If captains performed like the ICC they’d be out of job in no time, writes Ian Chappell.
At long last the ICC has decided there’s a problem with bats; they’re being hailed as too good and consequently disturb the balance between bat and ball. This, combined with the fact that the ICC also recently decreed that shorter boundaries are contributing to the problem, is a classic case of being way behind the game.
If a captain isn’t at least two overs ahead of the game he’s in big trouble. The ICC is fortunate there’s no selection process to decide their fate following a spate of bungling.They were similarly tardy in reacting to the plethora of dodgy bowling actions that plagued the game. After a couple of decades of allowing kids to copy all forms of weird and wonderful deliveries, most of which would have been deemed ‘pelting’ in bygone eras, they’re now in the process of cleaning up bowling actions.
That’s good news but they still haven’t addressed the most important aspect of chucking. There’s no protection for batsmen dismissed by an illegal delivery. There has to be an on-field call of no-ball from the umpire in the case of a bowler who chucks the odd delivery.
The ICC has decreed that the boundaries, where possible, will be at a distance of 90 metres during the World Cup. This is an admirable decision but it should’ve been taken ages ago. If a bowler is good enough to entice a mis-hit, the ball should stay within the field of play. This hasn’t been the case for quite some time.
However, the massive increase in the number of ODI sixes isn’t the main concern. The likelihood of serious injury and the tilting of balance between bat and ball are far greater issues.
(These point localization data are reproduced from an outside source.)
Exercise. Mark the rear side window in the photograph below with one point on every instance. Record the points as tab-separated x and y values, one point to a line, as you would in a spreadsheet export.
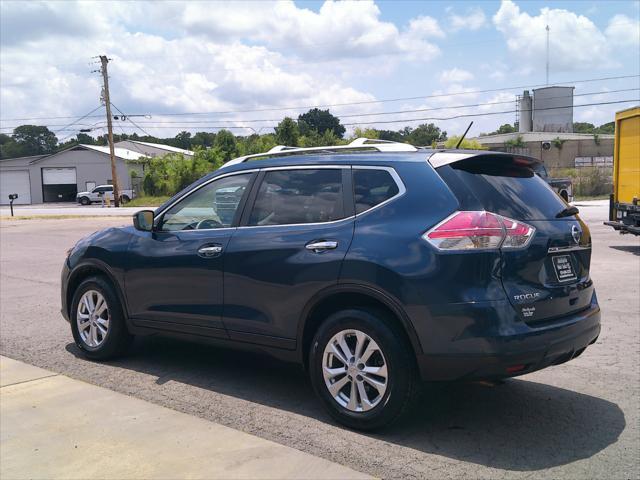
371	187
503	187
299	196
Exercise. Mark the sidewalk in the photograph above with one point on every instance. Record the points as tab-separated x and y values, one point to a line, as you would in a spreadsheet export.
55	427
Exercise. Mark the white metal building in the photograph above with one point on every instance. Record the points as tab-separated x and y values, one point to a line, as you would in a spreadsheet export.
58	177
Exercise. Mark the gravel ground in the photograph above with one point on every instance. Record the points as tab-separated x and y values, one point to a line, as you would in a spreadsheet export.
577	420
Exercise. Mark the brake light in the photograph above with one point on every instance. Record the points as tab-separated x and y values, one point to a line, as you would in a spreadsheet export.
479	230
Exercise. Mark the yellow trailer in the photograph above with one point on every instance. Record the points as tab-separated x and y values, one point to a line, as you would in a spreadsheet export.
624	210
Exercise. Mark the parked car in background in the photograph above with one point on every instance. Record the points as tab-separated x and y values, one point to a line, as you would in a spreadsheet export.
624	209
375	265
102	192
562	186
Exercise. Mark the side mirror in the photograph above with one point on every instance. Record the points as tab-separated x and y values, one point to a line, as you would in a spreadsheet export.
143	220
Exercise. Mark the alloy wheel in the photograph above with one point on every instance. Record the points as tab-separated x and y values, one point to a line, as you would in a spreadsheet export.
355	370
93	318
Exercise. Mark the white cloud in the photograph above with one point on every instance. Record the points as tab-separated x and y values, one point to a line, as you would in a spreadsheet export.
474	19
455	75
623	31
338	29
150	73
575	42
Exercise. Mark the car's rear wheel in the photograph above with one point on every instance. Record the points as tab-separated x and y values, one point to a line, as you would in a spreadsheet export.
97	320
361	369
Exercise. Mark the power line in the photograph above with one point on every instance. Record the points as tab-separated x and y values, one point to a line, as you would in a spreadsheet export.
364	102
409	120
66	127
134	123
468	115
482	104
The ball is now rushing back at bowlers and umpires at such a rate that the issue needs to be addressed before there is a serious injury.
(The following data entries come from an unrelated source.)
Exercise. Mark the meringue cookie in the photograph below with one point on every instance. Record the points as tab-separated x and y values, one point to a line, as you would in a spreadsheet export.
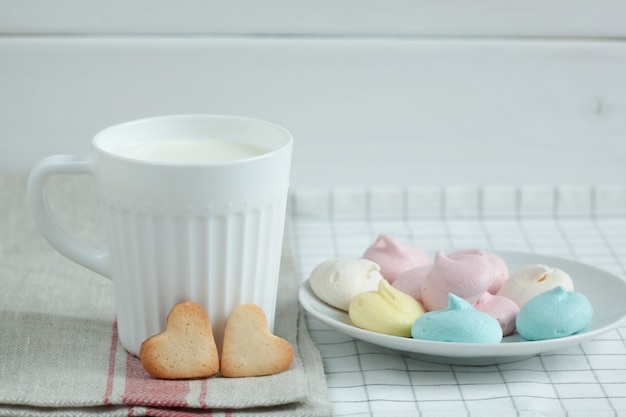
385	310
466	275
394	256
554	313
500	269
503	309
410	282
459	322
533	280
337	281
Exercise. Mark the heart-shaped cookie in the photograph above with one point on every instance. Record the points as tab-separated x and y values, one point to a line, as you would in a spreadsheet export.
185	349
250	349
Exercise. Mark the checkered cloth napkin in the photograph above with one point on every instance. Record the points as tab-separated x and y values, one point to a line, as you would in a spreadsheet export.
59	350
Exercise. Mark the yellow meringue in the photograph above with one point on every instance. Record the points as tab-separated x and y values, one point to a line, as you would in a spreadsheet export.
386	310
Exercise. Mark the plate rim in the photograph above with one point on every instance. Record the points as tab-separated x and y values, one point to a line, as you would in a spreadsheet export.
490	353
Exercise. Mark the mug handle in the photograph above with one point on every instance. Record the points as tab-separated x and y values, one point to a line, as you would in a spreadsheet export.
88	256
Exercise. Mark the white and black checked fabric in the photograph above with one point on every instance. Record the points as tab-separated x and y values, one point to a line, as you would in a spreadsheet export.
580	223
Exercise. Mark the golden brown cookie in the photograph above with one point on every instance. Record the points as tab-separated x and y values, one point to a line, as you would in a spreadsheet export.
249	348
185	349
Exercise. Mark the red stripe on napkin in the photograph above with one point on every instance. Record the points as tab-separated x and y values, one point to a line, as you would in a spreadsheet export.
142	389
111	372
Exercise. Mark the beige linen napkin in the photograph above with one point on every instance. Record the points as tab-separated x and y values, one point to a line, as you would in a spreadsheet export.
59	353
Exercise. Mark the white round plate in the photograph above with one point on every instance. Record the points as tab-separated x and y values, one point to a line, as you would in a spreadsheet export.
605	291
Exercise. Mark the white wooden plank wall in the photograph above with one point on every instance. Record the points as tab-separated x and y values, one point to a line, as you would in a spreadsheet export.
375	92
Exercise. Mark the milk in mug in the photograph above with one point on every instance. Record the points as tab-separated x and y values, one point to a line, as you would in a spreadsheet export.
192	151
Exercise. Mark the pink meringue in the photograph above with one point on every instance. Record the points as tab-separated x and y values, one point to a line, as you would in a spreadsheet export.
410	282
501	308
394	256
467	276
500	269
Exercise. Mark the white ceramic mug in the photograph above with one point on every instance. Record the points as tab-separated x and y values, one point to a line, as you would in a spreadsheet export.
193	208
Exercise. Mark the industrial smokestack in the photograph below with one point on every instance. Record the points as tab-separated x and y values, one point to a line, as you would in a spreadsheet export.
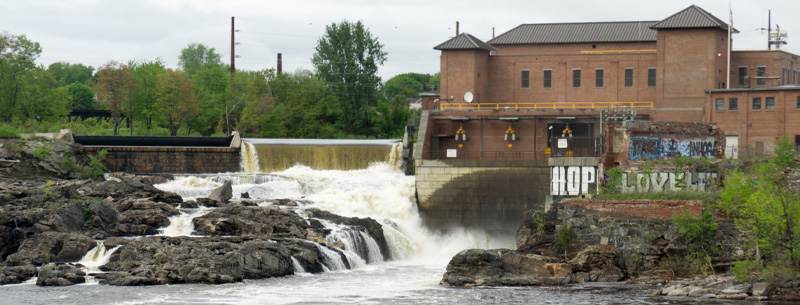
280	64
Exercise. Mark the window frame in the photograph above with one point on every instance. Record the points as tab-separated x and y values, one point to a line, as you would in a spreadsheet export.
547	78
756	99
525	79
719	104
628	78
651	77
599	77
742	76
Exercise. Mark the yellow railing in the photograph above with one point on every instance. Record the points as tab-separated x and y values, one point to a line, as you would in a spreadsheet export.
544	106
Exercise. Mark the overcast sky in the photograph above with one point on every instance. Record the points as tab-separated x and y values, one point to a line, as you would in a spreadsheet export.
93	32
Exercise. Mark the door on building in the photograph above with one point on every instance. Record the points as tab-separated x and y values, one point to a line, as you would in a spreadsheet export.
732	147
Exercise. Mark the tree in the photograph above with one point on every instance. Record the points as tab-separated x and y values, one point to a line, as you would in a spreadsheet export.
176	99
143	106
196	56
67	73
764	207
17	62
347	59
80	96
115	87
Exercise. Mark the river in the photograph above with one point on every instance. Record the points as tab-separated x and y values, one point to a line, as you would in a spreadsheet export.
380	191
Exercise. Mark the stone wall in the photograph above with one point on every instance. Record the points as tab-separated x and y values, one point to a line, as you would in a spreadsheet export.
137	159
491	195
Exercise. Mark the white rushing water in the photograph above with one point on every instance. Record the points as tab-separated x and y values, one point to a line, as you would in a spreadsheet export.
182	225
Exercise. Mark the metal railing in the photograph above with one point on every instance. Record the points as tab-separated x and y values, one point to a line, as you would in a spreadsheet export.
544	106
486	155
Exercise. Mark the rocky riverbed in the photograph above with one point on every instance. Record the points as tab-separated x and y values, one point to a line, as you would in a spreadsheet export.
611	244
50	218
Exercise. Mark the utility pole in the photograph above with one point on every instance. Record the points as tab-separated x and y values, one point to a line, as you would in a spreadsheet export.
233	55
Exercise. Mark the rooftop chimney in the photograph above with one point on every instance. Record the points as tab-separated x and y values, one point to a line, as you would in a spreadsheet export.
280	64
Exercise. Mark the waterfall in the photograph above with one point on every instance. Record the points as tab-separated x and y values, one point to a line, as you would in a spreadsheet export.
331	260
183	225
94	259
249	158
355	241
298	269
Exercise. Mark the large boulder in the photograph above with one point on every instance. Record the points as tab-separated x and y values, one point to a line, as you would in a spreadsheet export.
142	216
602	263
372	227
47	247
222	193
213	260
259	221
60	275
503	267
134	187
16	274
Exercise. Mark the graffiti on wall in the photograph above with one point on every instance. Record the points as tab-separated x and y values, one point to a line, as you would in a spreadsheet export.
667	182
572	180
656	148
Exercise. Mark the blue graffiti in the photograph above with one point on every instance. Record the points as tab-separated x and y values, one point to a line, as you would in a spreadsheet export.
649	148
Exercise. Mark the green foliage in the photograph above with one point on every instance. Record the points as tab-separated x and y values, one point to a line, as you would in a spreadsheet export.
746	271
196	56
564	238
697	231
8	131
765	209
347	59
42	152
80	96
784	154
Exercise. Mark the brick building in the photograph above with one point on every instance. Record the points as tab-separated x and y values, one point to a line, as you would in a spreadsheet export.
541	80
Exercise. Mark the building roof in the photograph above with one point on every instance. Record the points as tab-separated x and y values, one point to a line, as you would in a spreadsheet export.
544	33
464	41
692	17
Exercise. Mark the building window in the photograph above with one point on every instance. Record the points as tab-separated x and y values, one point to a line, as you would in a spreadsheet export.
742	75
770	103
548	79
526	79
628	77
756	103
598	78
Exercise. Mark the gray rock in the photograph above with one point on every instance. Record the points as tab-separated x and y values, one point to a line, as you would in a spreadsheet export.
761	289
222	193
503	267
162	260
60	275
737	289
48	247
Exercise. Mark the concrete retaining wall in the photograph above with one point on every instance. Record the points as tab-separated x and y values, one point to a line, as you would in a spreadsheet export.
492	195
133	159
The balance between bat and ball has seen a major shift in favour of the willow wielders. Mis-hits are clearing the ropes far too often and edged drives are flying over the head of the slip fielders.The problem that cricket has in comparison to games like tennis and golf, is there’s only one way to rectify the issue. Tennis can slow down the balls and courts while in golf the course can be lengthened.
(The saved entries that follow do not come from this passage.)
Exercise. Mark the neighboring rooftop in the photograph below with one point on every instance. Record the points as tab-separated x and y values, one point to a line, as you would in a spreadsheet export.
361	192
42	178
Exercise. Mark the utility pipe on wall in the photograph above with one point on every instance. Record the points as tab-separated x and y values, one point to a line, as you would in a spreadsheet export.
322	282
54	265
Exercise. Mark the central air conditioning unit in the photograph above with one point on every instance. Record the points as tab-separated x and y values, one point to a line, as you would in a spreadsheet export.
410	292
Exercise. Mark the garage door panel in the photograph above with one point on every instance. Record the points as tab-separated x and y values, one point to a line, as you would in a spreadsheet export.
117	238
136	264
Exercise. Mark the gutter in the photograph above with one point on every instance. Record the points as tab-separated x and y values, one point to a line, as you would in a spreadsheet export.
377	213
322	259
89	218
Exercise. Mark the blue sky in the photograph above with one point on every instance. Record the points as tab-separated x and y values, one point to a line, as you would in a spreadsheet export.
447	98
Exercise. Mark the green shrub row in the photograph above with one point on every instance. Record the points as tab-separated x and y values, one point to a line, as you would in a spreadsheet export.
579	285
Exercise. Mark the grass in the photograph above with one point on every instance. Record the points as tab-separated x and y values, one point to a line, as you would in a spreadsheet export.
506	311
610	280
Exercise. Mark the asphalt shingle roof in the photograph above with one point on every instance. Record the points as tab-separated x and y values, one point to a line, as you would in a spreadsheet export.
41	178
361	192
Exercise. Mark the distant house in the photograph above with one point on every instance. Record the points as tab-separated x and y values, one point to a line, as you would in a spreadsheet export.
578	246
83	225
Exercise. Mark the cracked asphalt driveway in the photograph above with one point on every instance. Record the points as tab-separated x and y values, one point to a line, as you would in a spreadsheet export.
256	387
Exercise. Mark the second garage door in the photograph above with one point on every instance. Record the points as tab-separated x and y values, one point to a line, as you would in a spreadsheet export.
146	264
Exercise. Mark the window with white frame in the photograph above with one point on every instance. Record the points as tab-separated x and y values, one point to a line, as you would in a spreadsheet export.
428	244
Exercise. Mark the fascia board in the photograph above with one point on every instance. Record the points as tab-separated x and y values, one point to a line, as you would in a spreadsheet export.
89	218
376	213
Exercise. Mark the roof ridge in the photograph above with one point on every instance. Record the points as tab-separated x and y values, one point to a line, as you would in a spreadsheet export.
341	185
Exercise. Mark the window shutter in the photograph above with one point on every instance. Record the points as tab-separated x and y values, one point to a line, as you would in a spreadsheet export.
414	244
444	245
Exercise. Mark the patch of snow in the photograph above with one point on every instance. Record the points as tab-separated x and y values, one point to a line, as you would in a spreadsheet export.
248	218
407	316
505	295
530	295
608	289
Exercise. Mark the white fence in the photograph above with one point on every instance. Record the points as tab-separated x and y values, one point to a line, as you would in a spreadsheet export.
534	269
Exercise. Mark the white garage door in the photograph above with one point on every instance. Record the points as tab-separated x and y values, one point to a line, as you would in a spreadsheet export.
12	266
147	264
Cricket can’t do much with the ball and so, apart from keeping the boundaries at a reasonable distance, bats are the only solution. While it’s hard to stop progress in bat manufacture, it’s time to restrict the depth of wood in the bats.
The width of the edges and the meat of the bat have increased enormously and with it the ‘sweet spot’ is widened. Bat manufacturers have said bats aren’t the sole reason the ball is flying further. They are probably right but the reason bowlers and umpires are in danger is the speed of the ball coming off the bat. That is all down to the improvement in bats. If a captain is behind the game too often, he faces the sack. However, if lawmakers remain oblivious to crucial trends in the game, it’s only a matter of time before someone is going to be seriously injured.